The change was made and... nothing. No traffic to the new server.

Huh? I tested it from another IP on the public network and it was fine. We tried from another network and... nothing.

I changed the IP back to the test address and the server sprang into life.

After a significant amount of time brainstorming with colleagues as to what was happening, we hit upon the possible problem being an ARP cache issue on the ISP provided router. Unfortunately, we don't have administrative access to this router.

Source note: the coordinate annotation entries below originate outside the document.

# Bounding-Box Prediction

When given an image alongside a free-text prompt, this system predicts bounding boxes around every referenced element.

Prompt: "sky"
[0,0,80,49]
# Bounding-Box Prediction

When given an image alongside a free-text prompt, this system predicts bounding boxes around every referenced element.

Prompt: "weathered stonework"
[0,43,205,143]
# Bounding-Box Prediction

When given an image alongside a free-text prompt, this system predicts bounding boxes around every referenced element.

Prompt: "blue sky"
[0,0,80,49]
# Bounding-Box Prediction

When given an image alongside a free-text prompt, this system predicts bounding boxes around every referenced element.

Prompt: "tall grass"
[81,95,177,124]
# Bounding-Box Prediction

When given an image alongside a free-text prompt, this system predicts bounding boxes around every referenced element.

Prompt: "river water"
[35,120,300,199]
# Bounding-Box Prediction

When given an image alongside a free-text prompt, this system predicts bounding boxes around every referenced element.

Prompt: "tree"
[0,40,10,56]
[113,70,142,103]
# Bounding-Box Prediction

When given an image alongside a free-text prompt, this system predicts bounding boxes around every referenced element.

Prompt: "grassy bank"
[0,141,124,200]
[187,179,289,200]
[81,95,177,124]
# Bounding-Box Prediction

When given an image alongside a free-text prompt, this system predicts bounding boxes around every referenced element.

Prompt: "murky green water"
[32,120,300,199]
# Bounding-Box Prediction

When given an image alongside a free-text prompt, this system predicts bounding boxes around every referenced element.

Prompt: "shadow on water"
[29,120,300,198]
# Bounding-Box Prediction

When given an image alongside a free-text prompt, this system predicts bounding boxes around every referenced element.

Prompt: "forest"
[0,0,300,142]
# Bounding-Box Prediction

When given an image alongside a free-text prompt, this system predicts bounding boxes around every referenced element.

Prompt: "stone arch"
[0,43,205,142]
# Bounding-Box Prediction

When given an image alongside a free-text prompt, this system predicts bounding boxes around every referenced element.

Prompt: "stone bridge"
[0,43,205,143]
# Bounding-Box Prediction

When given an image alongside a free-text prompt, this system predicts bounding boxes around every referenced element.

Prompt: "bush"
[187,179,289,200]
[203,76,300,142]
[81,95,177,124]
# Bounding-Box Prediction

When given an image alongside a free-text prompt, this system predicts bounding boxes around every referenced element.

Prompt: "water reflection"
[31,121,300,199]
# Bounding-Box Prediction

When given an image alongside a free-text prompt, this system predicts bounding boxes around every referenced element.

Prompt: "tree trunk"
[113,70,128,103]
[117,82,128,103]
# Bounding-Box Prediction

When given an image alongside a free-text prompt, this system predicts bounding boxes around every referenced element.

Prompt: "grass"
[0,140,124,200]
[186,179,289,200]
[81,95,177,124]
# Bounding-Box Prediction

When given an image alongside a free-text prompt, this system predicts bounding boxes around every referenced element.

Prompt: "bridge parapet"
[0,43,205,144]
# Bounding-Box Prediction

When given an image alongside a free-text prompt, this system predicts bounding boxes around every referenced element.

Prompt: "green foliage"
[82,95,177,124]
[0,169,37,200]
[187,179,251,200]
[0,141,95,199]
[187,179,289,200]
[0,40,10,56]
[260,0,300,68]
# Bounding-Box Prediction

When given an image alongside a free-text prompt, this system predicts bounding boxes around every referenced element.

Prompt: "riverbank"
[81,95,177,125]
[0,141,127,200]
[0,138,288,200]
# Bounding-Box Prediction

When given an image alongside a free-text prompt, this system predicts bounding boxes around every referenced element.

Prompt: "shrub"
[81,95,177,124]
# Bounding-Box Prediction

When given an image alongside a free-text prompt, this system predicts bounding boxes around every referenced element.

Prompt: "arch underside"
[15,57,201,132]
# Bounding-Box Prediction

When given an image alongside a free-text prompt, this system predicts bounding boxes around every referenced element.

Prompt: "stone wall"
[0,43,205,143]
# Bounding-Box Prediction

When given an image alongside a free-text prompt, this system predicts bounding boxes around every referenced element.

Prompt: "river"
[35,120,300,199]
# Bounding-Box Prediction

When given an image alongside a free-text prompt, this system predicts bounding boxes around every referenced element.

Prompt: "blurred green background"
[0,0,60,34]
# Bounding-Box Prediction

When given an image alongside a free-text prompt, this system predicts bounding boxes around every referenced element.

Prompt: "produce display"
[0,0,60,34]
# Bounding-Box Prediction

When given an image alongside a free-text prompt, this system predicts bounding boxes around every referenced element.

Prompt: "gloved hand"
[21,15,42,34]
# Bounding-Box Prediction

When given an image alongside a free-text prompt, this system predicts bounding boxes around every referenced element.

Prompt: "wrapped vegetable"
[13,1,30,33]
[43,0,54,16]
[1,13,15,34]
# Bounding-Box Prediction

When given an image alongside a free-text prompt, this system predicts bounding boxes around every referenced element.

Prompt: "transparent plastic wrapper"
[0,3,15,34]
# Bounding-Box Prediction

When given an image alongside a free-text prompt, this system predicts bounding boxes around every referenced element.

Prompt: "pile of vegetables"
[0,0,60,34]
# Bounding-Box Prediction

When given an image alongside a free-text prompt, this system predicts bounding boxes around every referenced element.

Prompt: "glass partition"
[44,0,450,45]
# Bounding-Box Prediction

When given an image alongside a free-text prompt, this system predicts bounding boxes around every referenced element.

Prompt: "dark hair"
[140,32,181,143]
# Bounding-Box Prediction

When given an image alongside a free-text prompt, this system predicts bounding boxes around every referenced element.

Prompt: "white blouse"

Fortunately, the ISP hadn't locked down the console port of the Cisco router and I was able to connect in and run a "show ip arp" command. Sure enough, it showed the MAC address of the old server. This meant that when packets arrived from the Internet the router was trying to forward them to the old server that was no longer on the network. If I had administrative access to the router, I would have been able to flush the ARP cache and all would have been good. But because this was a "managed" router, I wasn't able to do this. I could see the problem, I knew the solution, but couldn't fix it.

I did some research online to see what the default ARP cache timeout was: typically 4 hours.

I logged a call with the ISP which was not a particularly useful experience. The ISP is a subsidiary of Cable & Wireless, and if you've ever had the misfortune of working with that company you'll understand what I'm talking about! I was told I'd get a call back in 8 hours. Brilliant! Not.

There were a couple of other options: Pulling the Ethernet cable from the router would down the interface which I *think* will cause the ARP cache to flush. I didn't have the luxury of doing this in hours.

The final option was to try and get the new server to send a gratuitous ARP request. This is an ARP request that a server broadcasts about itself. The idea is that other devices on the network will update their ARP caches with the information.

My server however was hidden behind a Cisco ASA firewall.

As I was searching for ways to get this working, the ARP cache timed out (possibly due to the router configuration being lower than the default, although I can't see the config to confirm this) and the new server sprang into life.

At first I wasn't sure whether it was the gratuitous ARP that fixed it, but within the next hour, the ISP called and confirmed they cleared the cache. So fair play to them for getting on with it and sorting the problem.


It's been a learning experience in that even the simplest and quickest network change can have unforeseen side effects!

Saturday, 3 September 2011

Slow Windows 2008 install in an ESXi VM

This is just a quick note on a problem I've just experienced (and found a fix for!).

Having just built a new Windows 2008 VM and mounting the ISO from my NFS ISO datastore, I was surprised to see that the actual install was crawling along very slowly at the "Expanding Windows files" section:




As the above link indicates, the problem was the ESX hosts NIC configuration. Set to "auto-negotiate" (which it should be on gigabit connections), the port had managed to negotiate down to 10Mb half-duplex(!). I changed this to 1000Mbit full-duplex and then back to auto-negotiate (where it stayed at 1000Mbit full-duplex).



And the performance became speedy again!